Speakers
Description
RSEs are required to publish reproducible software to satisfy the FAIR for Research Software Principles. To save RSEs the arduous labor of manual publication of each version, they can use the tools developed in the HERMES project. HERMES (HElmholtz Rich MEtadata Software Publication) is an open source project funded by the Helmholtz Metadata Collaboration. The HERMES tools help users automate the publication of their software projects and versions together with rich metadata. They can automatically harvest and process quality metadata, and submit them to tool-based curation, approval and reporting processes. Software versions can be deposited on publication repositories that provide PIDs (e.g. DOIs).
In this SkillUp, we explore the publication workflow. We will guide through the requirements of FAIR software with an example and best practices. We demonstrate HERMES as a tool to simplify these processes. We teach RSE participants to set up the HERMES publication workflow for their own software projects. During the deRSE24 we already held a workshop to introduce HERMES and its possibilities. This time we can present the new feature "hermes init" that reduces the workload and the proneness to errors. Therefore participants can easily follow and independently integrate HERMES for their own projects in the future.

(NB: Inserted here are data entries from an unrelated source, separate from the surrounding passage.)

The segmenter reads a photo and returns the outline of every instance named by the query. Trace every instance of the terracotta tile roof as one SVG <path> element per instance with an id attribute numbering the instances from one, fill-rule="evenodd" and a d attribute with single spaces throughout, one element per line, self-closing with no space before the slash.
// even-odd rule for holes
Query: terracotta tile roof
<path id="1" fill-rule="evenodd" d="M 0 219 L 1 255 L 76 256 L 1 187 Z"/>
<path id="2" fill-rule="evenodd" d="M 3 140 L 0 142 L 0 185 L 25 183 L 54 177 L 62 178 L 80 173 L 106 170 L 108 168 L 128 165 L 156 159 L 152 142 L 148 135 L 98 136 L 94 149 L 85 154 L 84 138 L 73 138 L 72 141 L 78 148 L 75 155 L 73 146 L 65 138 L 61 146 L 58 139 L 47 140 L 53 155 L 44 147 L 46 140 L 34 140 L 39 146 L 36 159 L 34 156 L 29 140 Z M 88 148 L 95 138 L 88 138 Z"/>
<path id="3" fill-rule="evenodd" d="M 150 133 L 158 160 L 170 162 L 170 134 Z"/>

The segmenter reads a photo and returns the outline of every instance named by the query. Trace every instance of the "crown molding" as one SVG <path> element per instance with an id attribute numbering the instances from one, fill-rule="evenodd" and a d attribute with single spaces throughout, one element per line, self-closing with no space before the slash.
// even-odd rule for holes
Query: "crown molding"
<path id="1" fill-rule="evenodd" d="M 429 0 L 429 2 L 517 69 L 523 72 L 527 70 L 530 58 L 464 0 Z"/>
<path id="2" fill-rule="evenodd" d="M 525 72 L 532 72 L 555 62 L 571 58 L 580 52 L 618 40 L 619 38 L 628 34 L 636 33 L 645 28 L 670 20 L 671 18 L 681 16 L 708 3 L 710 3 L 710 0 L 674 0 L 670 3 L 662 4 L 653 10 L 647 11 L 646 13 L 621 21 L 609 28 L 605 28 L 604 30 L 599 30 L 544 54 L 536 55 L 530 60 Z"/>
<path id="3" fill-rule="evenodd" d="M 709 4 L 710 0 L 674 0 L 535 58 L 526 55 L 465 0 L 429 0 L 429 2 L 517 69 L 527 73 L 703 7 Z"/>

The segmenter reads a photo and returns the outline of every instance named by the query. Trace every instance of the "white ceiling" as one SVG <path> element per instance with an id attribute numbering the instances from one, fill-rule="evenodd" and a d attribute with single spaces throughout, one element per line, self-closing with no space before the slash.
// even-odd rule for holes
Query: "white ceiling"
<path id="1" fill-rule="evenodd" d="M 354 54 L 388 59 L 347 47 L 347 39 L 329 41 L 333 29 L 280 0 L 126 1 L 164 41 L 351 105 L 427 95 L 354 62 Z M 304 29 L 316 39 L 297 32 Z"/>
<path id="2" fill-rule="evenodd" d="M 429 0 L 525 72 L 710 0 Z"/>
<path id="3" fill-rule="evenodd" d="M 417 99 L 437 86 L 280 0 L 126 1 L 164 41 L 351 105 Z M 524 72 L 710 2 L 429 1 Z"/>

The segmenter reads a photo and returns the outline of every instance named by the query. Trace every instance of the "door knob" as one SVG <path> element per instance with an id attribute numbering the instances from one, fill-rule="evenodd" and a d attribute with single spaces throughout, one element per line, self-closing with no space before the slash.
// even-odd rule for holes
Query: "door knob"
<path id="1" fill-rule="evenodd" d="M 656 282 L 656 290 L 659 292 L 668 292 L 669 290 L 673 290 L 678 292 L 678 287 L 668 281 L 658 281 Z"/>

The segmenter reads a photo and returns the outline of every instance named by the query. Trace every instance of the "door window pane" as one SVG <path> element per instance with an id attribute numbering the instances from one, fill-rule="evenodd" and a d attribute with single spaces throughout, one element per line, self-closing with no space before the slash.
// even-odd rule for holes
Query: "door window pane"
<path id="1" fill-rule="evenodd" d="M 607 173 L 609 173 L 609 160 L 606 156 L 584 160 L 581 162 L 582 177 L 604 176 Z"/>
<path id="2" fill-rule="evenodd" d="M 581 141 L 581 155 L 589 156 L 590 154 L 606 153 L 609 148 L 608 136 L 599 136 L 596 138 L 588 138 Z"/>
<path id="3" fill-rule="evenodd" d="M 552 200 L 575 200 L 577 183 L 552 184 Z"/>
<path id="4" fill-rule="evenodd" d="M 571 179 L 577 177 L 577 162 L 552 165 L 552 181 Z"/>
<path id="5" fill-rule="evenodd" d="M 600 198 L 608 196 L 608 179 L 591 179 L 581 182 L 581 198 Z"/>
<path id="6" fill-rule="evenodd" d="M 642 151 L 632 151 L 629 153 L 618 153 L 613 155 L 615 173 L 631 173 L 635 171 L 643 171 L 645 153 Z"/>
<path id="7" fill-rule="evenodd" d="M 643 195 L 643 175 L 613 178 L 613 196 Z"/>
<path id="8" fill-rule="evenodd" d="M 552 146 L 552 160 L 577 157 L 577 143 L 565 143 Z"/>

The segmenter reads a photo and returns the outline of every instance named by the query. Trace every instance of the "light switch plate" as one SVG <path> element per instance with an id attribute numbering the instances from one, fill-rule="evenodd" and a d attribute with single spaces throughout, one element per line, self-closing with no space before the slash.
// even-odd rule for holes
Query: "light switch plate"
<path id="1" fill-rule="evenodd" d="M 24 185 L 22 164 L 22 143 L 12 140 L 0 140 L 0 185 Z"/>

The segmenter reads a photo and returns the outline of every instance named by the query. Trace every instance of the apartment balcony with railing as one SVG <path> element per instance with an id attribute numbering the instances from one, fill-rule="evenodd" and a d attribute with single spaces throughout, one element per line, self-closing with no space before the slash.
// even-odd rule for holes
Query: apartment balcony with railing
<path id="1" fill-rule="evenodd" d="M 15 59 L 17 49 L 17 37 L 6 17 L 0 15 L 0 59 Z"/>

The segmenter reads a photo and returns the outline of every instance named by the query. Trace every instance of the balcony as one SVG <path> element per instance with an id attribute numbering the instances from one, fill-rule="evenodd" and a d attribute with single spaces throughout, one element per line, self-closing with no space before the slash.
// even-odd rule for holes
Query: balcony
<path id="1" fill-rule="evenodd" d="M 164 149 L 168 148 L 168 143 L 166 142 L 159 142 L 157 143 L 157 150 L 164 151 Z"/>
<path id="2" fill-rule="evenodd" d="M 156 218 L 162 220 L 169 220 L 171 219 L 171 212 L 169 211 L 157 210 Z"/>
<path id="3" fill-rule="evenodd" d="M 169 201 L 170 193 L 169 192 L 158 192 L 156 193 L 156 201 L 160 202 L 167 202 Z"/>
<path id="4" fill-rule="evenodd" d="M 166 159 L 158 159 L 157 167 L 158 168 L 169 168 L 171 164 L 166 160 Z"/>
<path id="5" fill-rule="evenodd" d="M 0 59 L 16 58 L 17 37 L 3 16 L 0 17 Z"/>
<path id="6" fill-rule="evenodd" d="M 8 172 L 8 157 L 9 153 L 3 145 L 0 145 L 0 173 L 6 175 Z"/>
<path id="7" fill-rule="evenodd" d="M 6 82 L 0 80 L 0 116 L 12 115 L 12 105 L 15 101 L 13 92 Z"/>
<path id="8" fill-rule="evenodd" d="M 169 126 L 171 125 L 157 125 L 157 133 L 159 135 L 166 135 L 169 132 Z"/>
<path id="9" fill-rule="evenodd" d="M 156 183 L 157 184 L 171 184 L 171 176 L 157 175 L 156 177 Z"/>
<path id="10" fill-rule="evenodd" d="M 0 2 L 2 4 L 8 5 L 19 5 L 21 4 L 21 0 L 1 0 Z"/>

The workflow follows a push-based model and runs in continuous integration (CI) infrastructures such as GitHub Actions or GitLab CI. This gives users more control over the publication workflow compared to pull-based workflows (e.g. the Zenodo-GitHub integration). It also makes them less dependent on third-party services. Rich descriptive metadata is the key element to useful software publications. The workflow harvests existing metadata from source code repos and connected platforms. Structured metadata could for example come from a Citation File Format file or a CodeMeta file. Unstructured data could be found everywhere, especially in the code or the README file. HERMES processes, collates and optionally presents the gathered data for curation to keep a human in the loop. In curation, output can be controlled and errors reduced. After approval, HERMES prepares the metadata and software artifacts for automatic submission to FAIR publication repositories.
In the course of the SkillUp, RSEs are enabled to employ HERMES for their own projects through following a live coding session on an example project. We will address any problems that arise along the way and help participants solve them. Finally, we will discuss potential improvements of the HERMES workflow based on the hands-on experience participants made.
The SkillUp should last about 60 min. The target audience is everyone who deals with research software. Researchers, developers, curators and supervisors are welcome as well as everyone interested. No specific expertise or previous experience is needed. We work with GitHub or GitLab, and use their continuous integration tools, so some previous experience with these platforms may be helpful.